Benjamin Seyfangs Fotografien wirken wie Bühnenbilder oder Filmsets. Aber es gibt sie wirklich. Sie zeigen Arbeitsstätten, Wohnhäuser, Autos, konserviert im Zustand längst vergangener Zeiten, oft gezeichnet von Spuren des Zerfalls, und auf dem Weg, womöglich endgültig zu verschwinden. Seine Lost Places, also verlorenen Orte, findet er in der Nähe seines Wohnortes in Metzingen auf der Schwäbischen Alb. Oder in der Weinregion Heilbronn. Hier schlummert ein ausrangierter Zug im Gleisbett. Merkwürdig ist das Rad, das neben dem zerschlissenen Zweiersitz platziert ist. Ob es eine Bremse ist? Das diffuse Licht, das durch die Fenster scheint, leuchtet den Innenraum detailreich aus und fügt die Farben zu einem harmonischen Bild. Der Zug wirkt weniger wie ein Fahrzeug, sondern eher wie ein Zimmer als Inspiration für einen Roman. Und das Auto mit den Spinnennetzen und dem pflanzenverwachsenen Innenraum steht vergessen auf dem Hinterhof eines Autohändlers bei Heilbronn, es könnte der Tatort für einen Kriminalfall sein. Den Tipp für das Haus mit dem altertümlichen Schlafzimmer und dem Kreuz Jesus Christus bekam Seyfang von einer Heilbronner Fotografin. Bevor der Abenteurer jedoch mit Kamera, Stativ und Licht loszieht, recherchiert er in Zeitungsarchiven, auf Social Media und Google Maps nach geeigneten Objekten, auch Geotracking setzt er dafür ein. Nicht immer erfüllen sich seine Erwartungen an einen Ort, manchmal verbirgt sich unter einem vermeintlich zerfallenen Dach doch noch ein intaktes Gebäude, eine Niete, wie er es nennt.

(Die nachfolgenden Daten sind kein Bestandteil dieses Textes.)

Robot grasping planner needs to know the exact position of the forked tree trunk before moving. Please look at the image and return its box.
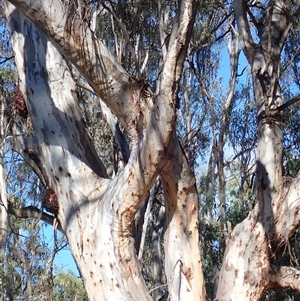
[6,0,205,300]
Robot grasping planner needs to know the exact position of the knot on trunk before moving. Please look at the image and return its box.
[13,84,28,119]
[42,188,59,216]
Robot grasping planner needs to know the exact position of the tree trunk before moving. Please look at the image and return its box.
[6,0,205,300]
[216,0,299,301]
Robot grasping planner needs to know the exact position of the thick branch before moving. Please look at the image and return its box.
[269,265,300,292]
[270,94,300,116]
[6,0,134,125]
[160,0,198,103]
[7,203,63,232]
[234,0,254,64]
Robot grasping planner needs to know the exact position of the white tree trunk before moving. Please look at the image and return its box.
[6,0,205,300]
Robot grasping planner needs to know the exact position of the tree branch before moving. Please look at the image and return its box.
[269,265,300,292]
[7,203,63,232]
[6,0,136,126]
[270,94,300,116]
[234,0,255,64]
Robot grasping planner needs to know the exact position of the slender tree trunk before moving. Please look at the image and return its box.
[162,134,206,300]
[216,0,299,301]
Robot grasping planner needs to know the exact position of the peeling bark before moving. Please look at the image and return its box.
[5,0,205,300]
[216,0,300,301]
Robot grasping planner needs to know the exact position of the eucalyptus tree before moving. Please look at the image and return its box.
[1,1,205,300]
[216,0,300,300]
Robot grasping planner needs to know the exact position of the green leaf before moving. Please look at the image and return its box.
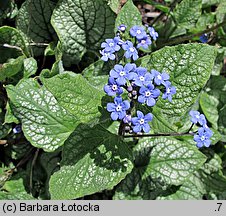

Doch oft ist er erfolgreich bei seiner Suche, fotografierte bereits an über 1000 Orten in 19 Ländern, auch Australien und Armenien waren darunter. Besonders ausgefallene Motive entdeckte Seyfang in einer belgischen Schule für Tierärzte, gruselige Tierpräparate von Hunde- und Katzenköpfen fand er dort. Wenn er an gefährlichen Orten wie im Bergwerk oder Bunker fotografiert, informiert er Bekannte über seine Aufenthaltsorte, damit sie rechtzeitig Hilfe holen könnten, falls er sich nicht zurückmeldet. Einem kleinen Fotografenkreis gibt Seyfang auch seine Wegbeschreibungen weiter. Er profitiere ja auch durch die Preisgabe von Orten durch andere. Angst vor fotografischer Konkurrenz hat Seyfang keine, denn jeder habe seinen eigenen Blickwinkel, sagt er. Auf dem Gelände verhält er sich unauffällig und rücksichtsvoll. Wenn aber ein Fenster geöffnet oder eingeschlagen ist, hangelt er sich auch mal ins zweite Stockwerk hoch, um ins Haus zu gelangen, doch immer hinterlässt er alles so, wie er es vorgefunden hat, verwischt auch seine Spuren. Denn Plünderer und Randalierer will er nicht anlocken. Manchmal begegnete Seyfang bei seinen Abenteuertouren den Besitzern. Die meisten freuten sich, dass ihr Objekt so noch einmal gewürdigt und im Bild festgehalten wird. Nur einmal musste er die Bilder eines Lost-Place-Besitzers unverzüglich löschen.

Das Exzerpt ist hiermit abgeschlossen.